I should admit that before last season, I was hoping we would trade Konerko instead of Lee. Boy, am I glad that didn't happen.:redface:To some extent, I think we're just seeing the normal maturation of a player. Players typically have their best seasons between the ages of 28-32. Power hitters tend to peak around 30-32, so PK is in his prime years right now.

Frater Perdurabo
07-19-2006, 12:19 PM
To some extent, I think we're just seeing the normal maturation of a player. Players typically have their best seasons between the ages of 28-32. Power hitters tend to peak around 30-32, so PK is in his prime years right now.

Agreed. From what I've seen and heard, power hitters tend to see their power numbers increase after age 28 while their average tends to decrease. What's exciting is that Paulie's power numbers and his average have increased lately. I'm not saying that he's going to win a batting title or lead the league in homers this year or next, but it is a positive trend. Qualitatively, he's getting better at hitting the ball to right and right-center fields, which bodes well for his ability to be a productive player even when he doesn't hit a homer.

Britt Burns
07-19-2006, 01:06 PM
I think Paulie is one of those rare players whose influence on his team goes way beyond his performance on the field-which in of itself is spectacular. With Ozzie being the energetic, in-your-face type of manager that he is, with the AJ circus that always seems to be going on (and I am certainly not blaming AJ for all that) I think Paul's quiet professionalism and leadershp strikes a perfect balance in the clubhouse and off the field.

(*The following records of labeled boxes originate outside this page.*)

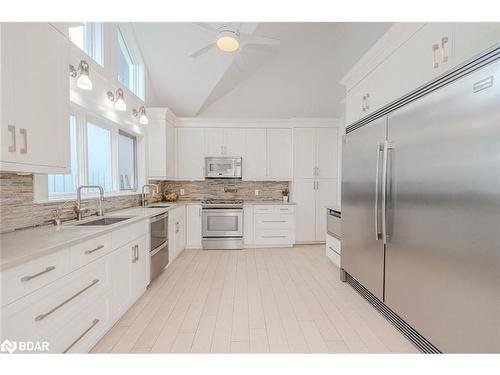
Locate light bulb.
[115,97,127,112]
[76,73,92,90]
[139,113,149,125]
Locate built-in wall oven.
[202,199,243,249]
[149,212,168,280]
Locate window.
[118,131,137,190]
[43,106,144,201]
[48,115,78,194]
[117,25,144,99]
[69,22,103,65]
[87,122,112,191]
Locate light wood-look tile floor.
[92,245,418,353]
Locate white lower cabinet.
[325,234,342,267]
[253,205,295,246]
[186,204,201,249]
[293,179,338,242]
[0,221,149,353]
[168,206,186,262]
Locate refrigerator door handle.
[375,143,384,241]
[382,140,394,245]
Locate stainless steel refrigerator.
[341,47,500,353]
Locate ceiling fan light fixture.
[217,31,240,52]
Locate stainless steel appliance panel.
[341,117,387,300]
[202,208,243,237]
[384,62,500,353]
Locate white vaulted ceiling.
[132,23,391,118]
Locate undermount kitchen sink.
[76,217,131,225]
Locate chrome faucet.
[142,184,160,207]
[75,185,104,220]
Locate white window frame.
[116,23,146,100]
[33,104,145,202]
[68,22,104,66]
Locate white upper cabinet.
[242,129,267,180]
[223,128,245,157]
[205,128,224,156]
[0,23,71,173]
[205,128,244,156]
[176,128,205,180]
[294,127,338,179]
[267,129,293,180]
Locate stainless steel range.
[201,199,243,250]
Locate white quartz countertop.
[0,202,185,270]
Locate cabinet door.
[453,22,500,65]
[243,205,255,245]
[147,119,168,178]
[293,128,316,178]
[205,128,224,156]
[177,128,205,180]
[267,129,293,180]
[316,128,339,178]
[315,180,338,241]
[293,180,316,242]
[2,23,70,171]
[242,129,267,180]
[186,204,201,249]
[222,129,245,157]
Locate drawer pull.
[85,245,104,254]
[21,266,56,282]
[63,319,99,354]
[35,280,99,322]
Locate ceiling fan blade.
[240,35,281,47]
[189,43,215,59]
[193,22,217,35]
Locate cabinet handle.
[63,319,99,354]
[19,128,28,154]
[85,245,104,254]
[441,36,448,63]
[432,44,439,69]
[7,125,16,152]
[21,266,56,282]
[35,279,99,322]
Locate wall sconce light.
[108,88,127,112]
[69,60,92,90]
[132,106,149,125]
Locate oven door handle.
[149,212,168,223]
[149,240,168,256]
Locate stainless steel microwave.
[205,157,241,178]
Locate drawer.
[254,214,294,230]
[47,293,112,353]
[255,230,295,245]
[1,258,111,341]
[254,204,295,214]
[111,220,149,249]
[1,249,70,306]
[70,233,112,270]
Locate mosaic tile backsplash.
[0,172,289,233]
[151,179,289,202]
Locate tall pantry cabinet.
[292,127,339,242]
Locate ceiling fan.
[189,23,280,58]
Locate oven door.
[202,208,243,237]
[150,212,168,250]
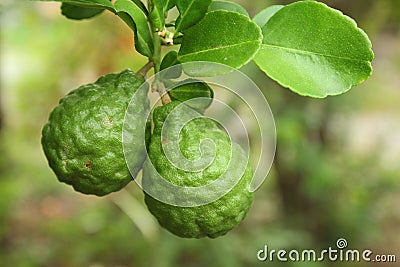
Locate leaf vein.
[262,44,370,63]
[180,40,258,58]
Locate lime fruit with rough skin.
[42,70,149,196]
[142,101,253,238]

He has made himself into a good fielder and a more complete hitter, only Crede was more clutch in the post season last year, and he bounced back from an awful 2003 that might have crippled the careers of other players. Even with Thome, Dye, etc. having monster seasons, I think the Sox offense still revolves arround Paul, and he has been consistent and extremely productive.

Jurr
07-19-2006, 01:41 PM
To some extent, I think we're just seeing the normal maturation of a player. Players typically have their best seasons between the ages of 28-32. Power hitters tend to peak around 30-32, so PK is in his prime years right now.
Exactly. As soon as they are able to combine their natural power with true professionalism (learning pitchers, studying, practicing patience at the plate), most of the power guys really take off.

It's nice to see some of the younger guys (Howard, Pujols) coming into the league already knowing what they have to put into being a good power hitter, and their work really shows on the field.